Swirly twirly green gray blue. Vortex of vortexes. Threatening to swallow me whole, threatening that try to tread as I might, it’ll come for me, drown me, eventually.
No no no no no no.
That’s what I see when I look in.
No no no no no.
Catch a toe. Catch a toe and trip. Catch a toe and trip and fall, in in in in in the depths, the same depths I’ve been circling. Fuck.
Falling backwards, flailing my arms. Forgetting the one thing I know I know, the one thing, the one thing I should remember, the one thing that if I don’t know it by now I surely should: how to swim.
Treading. Bobbing and weaving, up and down and up and down and in and out. Praying that I can get my arms and my legs to do what I need them to do, praying that this ocean won’t gulp me up. Maybe if it did, it would spit me out—just like they all do.
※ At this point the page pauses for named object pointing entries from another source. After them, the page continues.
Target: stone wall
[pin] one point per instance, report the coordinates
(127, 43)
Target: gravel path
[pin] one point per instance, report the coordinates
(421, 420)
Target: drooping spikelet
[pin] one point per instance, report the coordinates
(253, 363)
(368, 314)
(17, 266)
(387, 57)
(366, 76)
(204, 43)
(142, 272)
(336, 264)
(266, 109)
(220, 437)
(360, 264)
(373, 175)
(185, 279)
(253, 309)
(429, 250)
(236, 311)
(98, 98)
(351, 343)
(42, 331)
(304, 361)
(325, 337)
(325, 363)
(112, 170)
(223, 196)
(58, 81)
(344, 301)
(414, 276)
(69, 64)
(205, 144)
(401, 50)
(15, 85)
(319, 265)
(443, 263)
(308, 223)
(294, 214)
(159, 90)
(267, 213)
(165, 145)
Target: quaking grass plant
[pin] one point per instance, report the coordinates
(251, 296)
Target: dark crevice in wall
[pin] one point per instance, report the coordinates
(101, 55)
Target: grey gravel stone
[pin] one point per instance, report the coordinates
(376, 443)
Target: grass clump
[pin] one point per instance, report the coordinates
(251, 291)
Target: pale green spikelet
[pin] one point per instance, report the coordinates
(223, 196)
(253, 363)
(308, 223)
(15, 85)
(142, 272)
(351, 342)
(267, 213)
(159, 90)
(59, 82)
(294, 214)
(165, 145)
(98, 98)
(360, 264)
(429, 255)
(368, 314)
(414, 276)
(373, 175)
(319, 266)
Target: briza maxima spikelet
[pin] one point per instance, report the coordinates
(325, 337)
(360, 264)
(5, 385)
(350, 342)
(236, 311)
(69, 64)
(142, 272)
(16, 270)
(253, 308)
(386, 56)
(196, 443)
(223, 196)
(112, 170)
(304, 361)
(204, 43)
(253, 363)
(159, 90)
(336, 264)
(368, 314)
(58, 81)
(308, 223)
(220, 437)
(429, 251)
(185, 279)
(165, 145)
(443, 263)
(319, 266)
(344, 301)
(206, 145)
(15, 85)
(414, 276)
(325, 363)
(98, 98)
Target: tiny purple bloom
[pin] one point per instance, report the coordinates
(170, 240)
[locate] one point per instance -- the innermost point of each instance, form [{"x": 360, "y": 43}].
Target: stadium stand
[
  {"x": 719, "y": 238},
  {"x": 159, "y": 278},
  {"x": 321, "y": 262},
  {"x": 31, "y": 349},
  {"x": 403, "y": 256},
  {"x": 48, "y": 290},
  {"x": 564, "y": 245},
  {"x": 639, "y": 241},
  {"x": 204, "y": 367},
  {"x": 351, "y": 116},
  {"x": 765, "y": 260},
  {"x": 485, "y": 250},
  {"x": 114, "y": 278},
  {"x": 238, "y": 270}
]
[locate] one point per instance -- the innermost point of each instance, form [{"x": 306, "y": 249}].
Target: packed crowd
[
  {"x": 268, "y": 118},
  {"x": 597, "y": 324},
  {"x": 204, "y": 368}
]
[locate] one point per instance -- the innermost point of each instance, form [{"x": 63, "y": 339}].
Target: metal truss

I cannot cry for help, for even if they could hear me, and it doesn’t seem likely that they can, doing so would merely result in a mouthful of water, my lungs filling with fluid, compromising the one chance I have to survive this encounter.
I’m praying, praying for a miracle.
The only miracle I get is time. Time to kick kick kick kick kick, thrash about, until it click click click click clicks and I remember how to pull myself to shore.
Catch a shimmer a glimmer a glimpse of my reflection. Sodden clothing, stringy hair, seaweed-streaked face.
Disgusting. I hate it.
When all you have to do is tiptoe the edge of this abyss—God, so little is asked of you—can’t you manage without falling in?
Peel it all off, my soggy second skin. Hang it up to dry.
Sitting by the shore, gazing at the lights. Wishing again I could be one of them, forgetting what I am.
Hands in my pockets, curling my fingers to protect my secrets my breeze-blocks my bones my home.